Optimization of regulatory DNA with active learning

Many biotechnology applications rely on microbial strains engineered to express heterologous proteins at maximal yield. A common strategy for improving protein output is to design expression systems with optimized regulatory DNA elements. Recent advances in high-throughput experimentation have enabled the use of machine learning predictors in tandem with sequence optimizers to find regulatory sequences with improved phenotypes. Yet the narrow coverage of training data, limited model generalization, and highly nonconvex nature of genotype-phenotype landscapes can limit the use of traditional sequence optimization algorithms. Here, we explore the use of active learning as a strategy to improve expression levels through iterative rounds of measurements, model training, and sequence sampling-and-selection.

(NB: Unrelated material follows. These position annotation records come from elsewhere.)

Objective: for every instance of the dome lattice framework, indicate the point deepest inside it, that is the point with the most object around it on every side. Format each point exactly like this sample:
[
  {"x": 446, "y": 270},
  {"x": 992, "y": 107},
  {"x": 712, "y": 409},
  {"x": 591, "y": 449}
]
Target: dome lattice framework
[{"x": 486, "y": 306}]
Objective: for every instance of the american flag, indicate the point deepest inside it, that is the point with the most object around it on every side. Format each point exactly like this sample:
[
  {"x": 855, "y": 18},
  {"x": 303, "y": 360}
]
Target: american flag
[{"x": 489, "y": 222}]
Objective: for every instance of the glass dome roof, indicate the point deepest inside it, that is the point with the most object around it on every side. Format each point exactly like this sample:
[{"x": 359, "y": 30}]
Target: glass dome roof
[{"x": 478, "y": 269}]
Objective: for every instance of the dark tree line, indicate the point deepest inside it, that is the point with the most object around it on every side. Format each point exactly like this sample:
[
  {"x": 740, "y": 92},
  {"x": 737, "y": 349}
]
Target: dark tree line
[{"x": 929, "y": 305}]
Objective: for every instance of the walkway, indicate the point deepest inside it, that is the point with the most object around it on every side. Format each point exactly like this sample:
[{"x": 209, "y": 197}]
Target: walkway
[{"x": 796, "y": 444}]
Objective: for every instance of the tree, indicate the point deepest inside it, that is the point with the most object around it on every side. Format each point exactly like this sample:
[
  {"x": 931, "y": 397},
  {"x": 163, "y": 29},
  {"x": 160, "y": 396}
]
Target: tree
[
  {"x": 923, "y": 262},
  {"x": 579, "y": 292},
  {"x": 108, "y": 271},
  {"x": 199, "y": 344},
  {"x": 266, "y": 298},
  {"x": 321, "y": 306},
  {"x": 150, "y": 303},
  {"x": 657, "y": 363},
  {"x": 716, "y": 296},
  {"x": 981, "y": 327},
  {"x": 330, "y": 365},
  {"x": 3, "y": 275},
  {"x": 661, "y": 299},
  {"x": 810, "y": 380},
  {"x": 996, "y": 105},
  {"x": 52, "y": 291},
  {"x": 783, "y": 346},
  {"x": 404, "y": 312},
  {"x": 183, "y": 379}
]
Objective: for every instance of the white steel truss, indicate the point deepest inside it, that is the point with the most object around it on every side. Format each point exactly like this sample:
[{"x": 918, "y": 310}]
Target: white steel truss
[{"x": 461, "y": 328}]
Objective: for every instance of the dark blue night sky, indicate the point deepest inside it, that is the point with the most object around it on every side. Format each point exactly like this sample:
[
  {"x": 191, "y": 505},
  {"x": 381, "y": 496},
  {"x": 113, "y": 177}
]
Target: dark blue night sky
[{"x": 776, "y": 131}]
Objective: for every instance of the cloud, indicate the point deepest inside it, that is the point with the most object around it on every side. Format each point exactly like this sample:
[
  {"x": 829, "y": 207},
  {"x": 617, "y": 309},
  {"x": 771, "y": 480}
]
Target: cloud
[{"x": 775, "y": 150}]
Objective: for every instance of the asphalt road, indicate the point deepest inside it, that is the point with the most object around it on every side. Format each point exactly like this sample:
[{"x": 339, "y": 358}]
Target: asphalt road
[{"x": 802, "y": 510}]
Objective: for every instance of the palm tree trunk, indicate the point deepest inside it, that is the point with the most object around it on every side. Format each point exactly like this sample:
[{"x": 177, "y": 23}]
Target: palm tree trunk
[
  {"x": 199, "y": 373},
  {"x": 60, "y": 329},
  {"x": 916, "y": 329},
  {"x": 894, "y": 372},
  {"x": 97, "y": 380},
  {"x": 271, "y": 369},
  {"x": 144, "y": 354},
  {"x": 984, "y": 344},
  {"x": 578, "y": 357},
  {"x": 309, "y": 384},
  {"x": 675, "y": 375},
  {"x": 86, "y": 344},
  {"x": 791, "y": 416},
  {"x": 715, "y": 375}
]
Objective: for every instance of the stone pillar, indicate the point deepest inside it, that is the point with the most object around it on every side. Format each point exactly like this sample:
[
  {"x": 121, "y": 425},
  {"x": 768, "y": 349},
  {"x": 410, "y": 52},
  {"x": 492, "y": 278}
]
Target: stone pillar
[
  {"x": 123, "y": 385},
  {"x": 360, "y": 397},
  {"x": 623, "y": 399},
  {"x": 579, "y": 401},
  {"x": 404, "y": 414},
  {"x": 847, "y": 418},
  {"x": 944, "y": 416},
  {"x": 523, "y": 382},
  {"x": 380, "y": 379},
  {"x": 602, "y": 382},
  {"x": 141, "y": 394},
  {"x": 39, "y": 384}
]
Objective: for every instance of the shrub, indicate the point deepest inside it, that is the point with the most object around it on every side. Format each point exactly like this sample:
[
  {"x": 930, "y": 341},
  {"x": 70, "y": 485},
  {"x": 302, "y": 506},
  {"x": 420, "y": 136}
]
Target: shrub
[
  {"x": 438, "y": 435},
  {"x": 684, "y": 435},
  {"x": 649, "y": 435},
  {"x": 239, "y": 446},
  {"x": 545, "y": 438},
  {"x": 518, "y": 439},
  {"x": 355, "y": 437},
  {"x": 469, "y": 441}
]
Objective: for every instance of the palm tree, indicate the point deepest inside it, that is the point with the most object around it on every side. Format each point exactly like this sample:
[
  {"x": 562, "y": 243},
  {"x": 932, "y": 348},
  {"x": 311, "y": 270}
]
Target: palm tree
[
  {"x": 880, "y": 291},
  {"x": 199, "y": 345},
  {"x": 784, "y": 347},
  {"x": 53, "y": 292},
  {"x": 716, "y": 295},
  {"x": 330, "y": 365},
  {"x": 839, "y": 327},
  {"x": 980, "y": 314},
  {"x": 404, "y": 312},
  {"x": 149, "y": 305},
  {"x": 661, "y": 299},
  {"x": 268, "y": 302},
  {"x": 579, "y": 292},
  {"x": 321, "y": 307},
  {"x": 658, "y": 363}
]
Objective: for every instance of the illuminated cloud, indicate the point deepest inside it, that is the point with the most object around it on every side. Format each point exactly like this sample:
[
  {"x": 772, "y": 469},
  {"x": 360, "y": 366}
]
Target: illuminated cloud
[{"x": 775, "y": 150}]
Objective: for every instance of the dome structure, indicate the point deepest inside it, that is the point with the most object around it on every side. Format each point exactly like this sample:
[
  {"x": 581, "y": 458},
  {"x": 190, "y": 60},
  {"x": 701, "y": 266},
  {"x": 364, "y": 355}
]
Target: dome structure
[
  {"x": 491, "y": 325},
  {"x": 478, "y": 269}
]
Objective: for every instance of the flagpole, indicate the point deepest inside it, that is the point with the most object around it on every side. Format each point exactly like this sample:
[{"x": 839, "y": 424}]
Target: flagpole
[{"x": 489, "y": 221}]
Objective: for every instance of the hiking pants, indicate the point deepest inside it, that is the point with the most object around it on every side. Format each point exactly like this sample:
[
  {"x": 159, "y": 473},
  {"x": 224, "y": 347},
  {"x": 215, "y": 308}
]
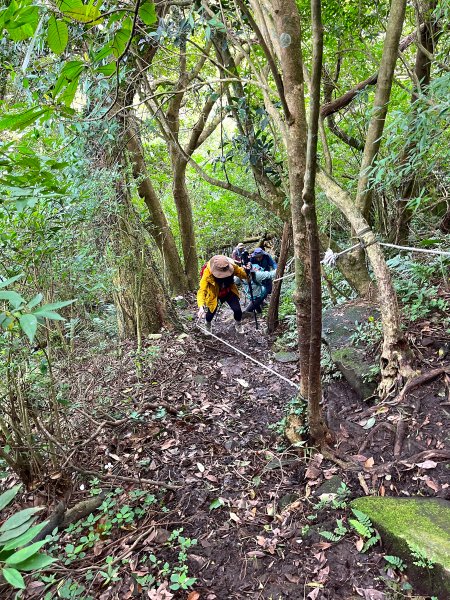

We explore convergence and performance of the active learning loop using synthetic data and an experimentally characterized genotype-phenotype landscape of yeast promoter sequences. Our results show that active learning can outperform one-shot optimization approaches in complex landscapes with a high degree of epistasis. We demonstrate the ability of active learning to effectively optimize sequences using datasets from different experimental conditions, with potential for leveraging data across laboratories, strains or growth conditions. Our findings highlight active learning as an effective framework for DNA sequence design, offering a powerful strategy for phenotype optimization in biotechnology.